Calendar Sync Only for Google Apps Customers
Life is complicated for users trying to sync apps, both with the new updated Windows 8/Windows RT apps or the earlier ones. And, unless the user is a Google Apps for Business or Google Apps for Government customer where EAS is still supported, calendar apps can't be synchronized. Here's how Microsoft's support page depicts the situation for those with the new Windows 8/Windows RT apps:
"To sync your email and contacts, you'll need to remove your existing Google accounts and reconnect them. It's important to note that if you have more than one Google account, you can only get your contacts for one account. And you'll no longer be able to sync your Google calendar with the Calendar app."
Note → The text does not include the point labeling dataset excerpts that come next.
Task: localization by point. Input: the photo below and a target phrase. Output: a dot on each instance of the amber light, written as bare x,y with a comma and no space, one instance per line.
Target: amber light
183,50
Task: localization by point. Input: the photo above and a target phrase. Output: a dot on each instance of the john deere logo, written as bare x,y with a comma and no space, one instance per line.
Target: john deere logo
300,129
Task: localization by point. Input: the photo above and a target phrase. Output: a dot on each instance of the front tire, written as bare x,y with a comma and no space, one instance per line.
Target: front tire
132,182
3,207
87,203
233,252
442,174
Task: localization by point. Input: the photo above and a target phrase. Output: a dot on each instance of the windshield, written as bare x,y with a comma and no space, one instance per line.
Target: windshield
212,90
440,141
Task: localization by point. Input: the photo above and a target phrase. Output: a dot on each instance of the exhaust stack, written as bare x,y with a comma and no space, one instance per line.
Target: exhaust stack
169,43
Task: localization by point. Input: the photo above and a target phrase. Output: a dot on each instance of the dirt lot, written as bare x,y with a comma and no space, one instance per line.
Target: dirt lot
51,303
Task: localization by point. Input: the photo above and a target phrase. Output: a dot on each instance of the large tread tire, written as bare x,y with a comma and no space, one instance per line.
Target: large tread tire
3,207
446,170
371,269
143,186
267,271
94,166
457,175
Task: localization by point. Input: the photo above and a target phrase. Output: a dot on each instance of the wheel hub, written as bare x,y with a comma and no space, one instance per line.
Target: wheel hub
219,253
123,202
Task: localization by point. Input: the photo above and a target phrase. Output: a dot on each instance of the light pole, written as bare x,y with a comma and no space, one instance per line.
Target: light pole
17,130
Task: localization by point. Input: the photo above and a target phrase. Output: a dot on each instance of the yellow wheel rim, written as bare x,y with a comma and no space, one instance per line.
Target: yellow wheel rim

End users who don't have the new Windows 8/Windows RT apps and who are trying to establish a new sync connection after the Jan. 30, 2013 date also are out of luck in synchronizing calendars, unless they are subscribers to Google's paid services.
"Unfortunately, with Google changing the way it supports EAS, your Google calendar can't sync with the Calendar app," Microsoft's support page states.
With that amount of complexity associated with Google's dropping of support for Exchange ActiveSync, end users are likely to be mad. Which side they blame -- whether that's Google or Microsoft -- likely will be a toss up.
However, a spokesperson for Google confirmed that Google made no technical software changes that altered its declared Jan. 30, 2013 service-term changes. In a phone call on Tuesday, the spokesperson explained that Google and Microsoft's responsibilities lie on the client and server sides, respectively. According to this line of reasoning, while Microsoft updated its Mail, Calendar and People apps for Windows 8 and Windows RT systems, nothing changed on Google's side.
ActiveSync and Corporate Politics
Google claims to have made the decision to drop Exchange ActiveSync use for its nonpaid customers because it was supporting the open protocol CardDAV instead. Google also indicated earlier this month that its support for CalDAV was going to be limited, suggesting that IT pros and developers look to using its Google Calendar API instead.
Microsoft, for its part, has said that it plans to support CardDAV, CalDAV and IMAP protocols going forward on the Windows Phone OS side, according to a blog post by Michael Stroh. It's rumored that Microsoft will add CardDAV and CalDAV support to Windows Phone sometime by mid-2013.
With regard to the discontinued Google Calendar Sync, there may be the possibility that sync services will be supported between Microsoft's Outlook Calendar application and Google's Calendar app by means of third-party support. Google mentions this possibility in a help page for Google Calendar Sync, but adds that such third-party support would be unsupported by Google.
Google's decision to drop Exchange ActiveSync can be taken at face value -- that it opted to use an open protocol instead of Microsoft's proprietary solution, which entails royalty payments. Google had announced that move as part of a general "winter cleaning" in which a number of its applications were dropped from support. (Some of Google's applications apparently have had a less than four-year lifespan, on average, according to a Guardian journalist's reckoning.) However, the two companies haven't played so well of late, having engaged in numerous legal spats.
The bad blood started with Microsoft, which began extracting intellectual property revenues from equipment makers using the Google-fostered Android mobile operating system. In return, Microsoft has faced legal resistance in the form of FRAND patent claims by Google. The legal tussle eventually reached a point at which Microsoft responded by bringing up Exchange ActiveSync intellectual property claims against Google. Given that history, it's possible that this larger legal maneuvering and financial decision-making by the two companies has led to the general synchronization confusion that now affects many end users.
Kurt Mackie is online news editor for the 1105 Enterprise Computing Group.